Come fermare l’Iran? È il rompicapo su cui si interrogano gli Stati Uniti sin dall’inizio della crisi in Medio Oriente che ha mandato in frantumi il tentativo di riavvicinamento di Washington al regime degli ayatollah. La strage del 7 ottobre ha stravolto il fragile equilibrio diplomatico tra i due Paesi nemici riaccendendo i riflettori sui legami di Teheran con Hamas e gli altri suoi proxies in Libano, Siria, Iraq e Yemen. Organizzazioni che stanno seminando il caos con attacchi contro lo Stato ebraico e le truppe americane spingendo la Casa Bianca ad approntare piani per un’imminente espansione del conflitto a tutta la regione mediorientale.

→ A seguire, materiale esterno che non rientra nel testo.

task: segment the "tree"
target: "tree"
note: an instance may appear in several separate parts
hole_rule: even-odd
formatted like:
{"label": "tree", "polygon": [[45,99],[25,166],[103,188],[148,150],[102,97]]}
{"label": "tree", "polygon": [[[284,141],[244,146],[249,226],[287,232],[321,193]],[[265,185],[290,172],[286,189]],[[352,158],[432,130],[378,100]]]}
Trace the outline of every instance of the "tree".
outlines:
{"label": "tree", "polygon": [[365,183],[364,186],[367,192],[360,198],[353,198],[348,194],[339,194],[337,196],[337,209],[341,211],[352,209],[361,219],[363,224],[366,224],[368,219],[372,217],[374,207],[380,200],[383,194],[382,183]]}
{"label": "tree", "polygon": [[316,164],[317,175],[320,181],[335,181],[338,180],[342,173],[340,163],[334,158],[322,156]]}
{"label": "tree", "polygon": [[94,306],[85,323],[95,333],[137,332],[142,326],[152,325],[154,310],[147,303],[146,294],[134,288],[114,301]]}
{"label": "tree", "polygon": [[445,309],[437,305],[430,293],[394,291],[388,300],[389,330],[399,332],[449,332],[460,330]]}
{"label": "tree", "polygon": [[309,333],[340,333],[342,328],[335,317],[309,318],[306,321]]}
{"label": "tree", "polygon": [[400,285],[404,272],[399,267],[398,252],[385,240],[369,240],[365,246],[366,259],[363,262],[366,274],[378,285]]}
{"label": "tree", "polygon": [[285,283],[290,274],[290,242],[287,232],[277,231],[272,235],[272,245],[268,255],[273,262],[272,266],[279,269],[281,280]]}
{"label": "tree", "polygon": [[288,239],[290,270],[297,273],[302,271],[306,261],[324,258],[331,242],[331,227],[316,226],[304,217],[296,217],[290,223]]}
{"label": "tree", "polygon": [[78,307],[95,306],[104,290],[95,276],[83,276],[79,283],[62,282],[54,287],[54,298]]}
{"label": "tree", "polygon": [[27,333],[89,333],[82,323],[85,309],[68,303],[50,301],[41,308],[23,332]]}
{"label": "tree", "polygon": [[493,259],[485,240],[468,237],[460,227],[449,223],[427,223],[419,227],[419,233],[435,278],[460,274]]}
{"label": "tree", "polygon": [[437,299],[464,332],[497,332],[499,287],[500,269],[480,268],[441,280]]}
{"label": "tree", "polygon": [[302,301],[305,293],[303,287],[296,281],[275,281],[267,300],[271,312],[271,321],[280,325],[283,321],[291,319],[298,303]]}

In queste ore di alta tensione e a pochi giorni dagli attentati di Kerman per i quali, seppur rivendicati dall’Isis, l’Iran giura vendetta lanciando minacce ad Israele, il Wall Street Journal pubblica un intervento in cui il generale Usa in pensione Kenneth F. McKenzie Jr espone la strategia che, a suo dire, Joe Biden dovrebbe adottare nei confronti dell’Iran. “Il processo decisionale degli iraniani è razionale. I loro leader comprendono la minaccia della risposta violenta e della sua applicazione” scrive il militare, aggiungendo che Teheran può essere contenuta se l’America dimostra “la volontà e la capacità” di usare la forza quando necessario.
Quella di McKenzie è un’opinione che conta. È stato lui, infatti, in qualità di comandante del Central Command dal 2019 al 2022, a guidare l’attacco autorizzato dall’allora presidente Donald Trump che nel gennaio del 2020 ha eliminato a Baghdad il temuto generale dei pasdaran Qassem Soleimani. Proprio la “contenuta” risposta iraniana a quell’omicidio mirato, un lancio di missili contro la base Usa Al Asad in Iraq, avrebbe fatto comprendere a McKenzie come Teheran, ridimensionata dall’audace dimostrazione di forza del nemico, non avrebbe osato provocare ulteriormente Washington.
Per l’ex generale sono tre gli obiettivi strategici iraniani: preservare il regime teocratico, distruggere Israele ed espellere gli Stati Uniti dal Medio Oriente. Dopo l’omicidio di Soleimani l’agenda dell’Iran è stata affidata ai suoi proxies per evitare uno scontro diretto con il “Grande Satana” e gli americani non si sarebbero dimostrati all’altezza delle nuove sfide. McKenzie sostiene che il messaggio diffuso dall’amministrazione Biden incentrato “sull’evitare l’escalation come la nostra principale priorità è pericoloso per i nostri avversari e per i nostri partner”. La lezione imparata dall’ex comandante Usa è che la serie di attacchi da parte dell’Asse della resistenza, inclusi quelli degli Houthi che minacciano il principio della libera navigazione, può essere interrotta solo con un “veloce e violento contrattacco”.
I leader iraniani per McKenzie starebbero seguendo la celebre massima attribuita a Lenin: ”Procedi con la baionetta. Se non trovi resistenza avanzi, se trovi l’acciaio ti fermi”. Oggi quindi il regime degli ayatollah non starebbe tenendo a bada i suoi proxies perché incoraggiato dalla debole reazione americana incontrata sino ad ora. Una considerazione ancor più preoccupante in quanto, secondo l’ex generale, il vero rivale strategico degli Stati Uniti, la Cina, starebbe osservando con grande attenzione la risposta della superpotenza occidentale agli eventi in Medio Oriente traendone le conclusioni per possibili iniziative contro Taiwan.